While being here on this magical Island, I am deepening my process with a video installation titled Holding our Breath, which I have been working on for several months now. Through this filmmaking process, I am seeking to activate a heightened sensitivity towards the element of Air, both in me and in the people participating in the film. I do this through the way I hold the camera, how I move with the camera, through dialogues, singing and breath-work and how I edit. With the process I am asking how I can use the artistic process as a method for bridging the human and the other-than-human? — so it doesn’t merely become the art product that potentially opens a sensitivity towards the other-than-human, but also the creation of it.

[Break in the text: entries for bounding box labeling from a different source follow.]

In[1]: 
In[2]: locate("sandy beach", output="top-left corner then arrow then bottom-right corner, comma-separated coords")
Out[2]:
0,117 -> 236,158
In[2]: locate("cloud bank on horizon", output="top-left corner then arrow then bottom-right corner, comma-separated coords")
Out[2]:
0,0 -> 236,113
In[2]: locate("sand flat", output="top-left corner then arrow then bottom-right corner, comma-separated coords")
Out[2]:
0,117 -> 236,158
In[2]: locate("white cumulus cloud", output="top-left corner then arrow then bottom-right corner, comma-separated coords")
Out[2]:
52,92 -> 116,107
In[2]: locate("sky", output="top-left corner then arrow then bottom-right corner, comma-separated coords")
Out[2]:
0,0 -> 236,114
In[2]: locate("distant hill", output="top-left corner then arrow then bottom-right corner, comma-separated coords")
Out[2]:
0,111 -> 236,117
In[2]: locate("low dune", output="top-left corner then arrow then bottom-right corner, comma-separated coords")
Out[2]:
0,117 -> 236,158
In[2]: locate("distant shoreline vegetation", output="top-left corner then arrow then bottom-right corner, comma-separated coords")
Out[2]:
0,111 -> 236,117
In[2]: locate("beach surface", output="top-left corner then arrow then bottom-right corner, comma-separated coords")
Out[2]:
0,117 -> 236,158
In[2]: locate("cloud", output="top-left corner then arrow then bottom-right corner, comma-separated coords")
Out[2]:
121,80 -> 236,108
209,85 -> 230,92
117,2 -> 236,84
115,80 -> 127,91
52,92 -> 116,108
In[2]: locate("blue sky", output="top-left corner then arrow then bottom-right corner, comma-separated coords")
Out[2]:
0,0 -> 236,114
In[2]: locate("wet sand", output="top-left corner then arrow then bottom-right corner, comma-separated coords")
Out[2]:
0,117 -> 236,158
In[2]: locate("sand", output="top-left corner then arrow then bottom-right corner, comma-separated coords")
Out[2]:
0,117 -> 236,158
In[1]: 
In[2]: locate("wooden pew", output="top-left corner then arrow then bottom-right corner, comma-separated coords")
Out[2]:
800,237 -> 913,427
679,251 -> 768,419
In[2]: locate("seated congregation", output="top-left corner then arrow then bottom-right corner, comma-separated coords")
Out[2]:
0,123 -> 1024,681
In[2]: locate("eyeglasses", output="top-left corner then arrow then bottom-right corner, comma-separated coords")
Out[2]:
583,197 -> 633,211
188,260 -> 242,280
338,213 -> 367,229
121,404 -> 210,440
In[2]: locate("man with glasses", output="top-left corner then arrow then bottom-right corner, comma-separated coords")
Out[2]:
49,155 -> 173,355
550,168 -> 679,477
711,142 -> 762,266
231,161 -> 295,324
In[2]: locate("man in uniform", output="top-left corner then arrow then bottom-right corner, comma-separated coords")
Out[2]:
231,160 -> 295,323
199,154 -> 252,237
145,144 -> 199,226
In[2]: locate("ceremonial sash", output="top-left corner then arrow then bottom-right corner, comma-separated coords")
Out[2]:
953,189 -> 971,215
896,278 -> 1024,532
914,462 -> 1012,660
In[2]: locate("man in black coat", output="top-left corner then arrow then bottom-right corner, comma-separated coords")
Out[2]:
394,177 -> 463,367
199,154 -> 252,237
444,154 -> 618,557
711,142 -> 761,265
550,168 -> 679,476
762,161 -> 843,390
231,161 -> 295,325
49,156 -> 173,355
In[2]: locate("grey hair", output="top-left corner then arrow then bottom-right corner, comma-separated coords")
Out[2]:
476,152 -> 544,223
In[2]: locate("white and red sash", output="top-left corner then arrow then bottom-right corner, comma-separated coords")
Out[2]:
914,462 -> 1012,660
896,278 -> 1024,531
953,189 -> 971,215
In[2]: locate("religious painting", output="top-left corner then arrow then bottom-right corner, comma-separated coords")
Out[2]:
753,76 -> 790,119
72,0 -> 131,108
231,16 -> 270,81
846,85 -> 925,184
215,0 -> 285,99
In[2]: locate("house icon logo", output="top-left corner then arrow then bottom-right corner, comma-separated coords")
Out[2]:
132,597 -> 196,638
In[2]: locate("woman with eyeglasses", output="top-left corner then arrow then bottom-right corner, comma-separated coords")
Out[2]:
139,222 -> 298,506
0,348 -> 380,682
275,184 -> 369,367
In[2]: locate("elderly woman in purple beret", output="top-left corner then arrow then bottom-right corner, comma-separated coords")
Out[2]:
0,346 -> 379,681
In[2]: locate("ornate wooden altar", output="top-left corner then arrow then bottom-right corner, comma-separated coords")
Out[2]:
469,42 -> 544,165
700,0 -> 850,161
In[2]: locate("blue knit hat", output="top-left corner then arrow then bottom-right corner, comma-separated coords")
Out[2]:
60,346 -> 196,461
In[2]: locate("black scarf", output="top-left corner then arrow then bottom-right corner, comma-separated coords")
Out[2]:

I have travelled all over Denmark, meeting people in dialogue about their reflections on air and inviting people to sing together and breathe together. As a central inspiration to my song, camera and breath work, floats Juliana Spahr’s poem This Connection of Everyone with Lungs:
“…as everyone with lungs breathes the space between the hands
and the space around the hands and the space of the room and
the space of the building that surrounds the room and the space
of the neighbourhoods nearby and the space of the cities and the
space of the regions and the space of the nations and the space
of the continents and islands and the space of the oceans and
the space of the troposphere and the space of the stratosphere
and the space of the mesosphere in and out.
In this everything turning and small being breathed in and out
by everyone with lungs during all the moments.”
The poem takes me through a dynamic journey of words, where the writing establishes a rhythm and movement that becomes like the route of air through landscapes, spaces, and bodies. Floating and always touching something, repeatedly. The text describes air as always traveling and connecting all living beings, filling us and opening dynamics throughout landscapes. For all of us with lungs.
The past days it has been easy for me to film air, as it is making itself visible as wind. It is fiercely moving, touching leaves and branches. When filming I imagine that I am traveling the streams of air, circulating, wavy, touching, moving into portals and out again. It is as if I am becoming air when filming. The filming becomes this awkward choreography for me, which seen from afar probably looks very silly. I am playing with the idea of creating a wind-catching device, that I can wear while filming, so that I can feel the movements of air around me.
As poet Ocean Vuong writes in On Earth we’re Briefly Gorgeous: “How do we live a life worthy of our breath?”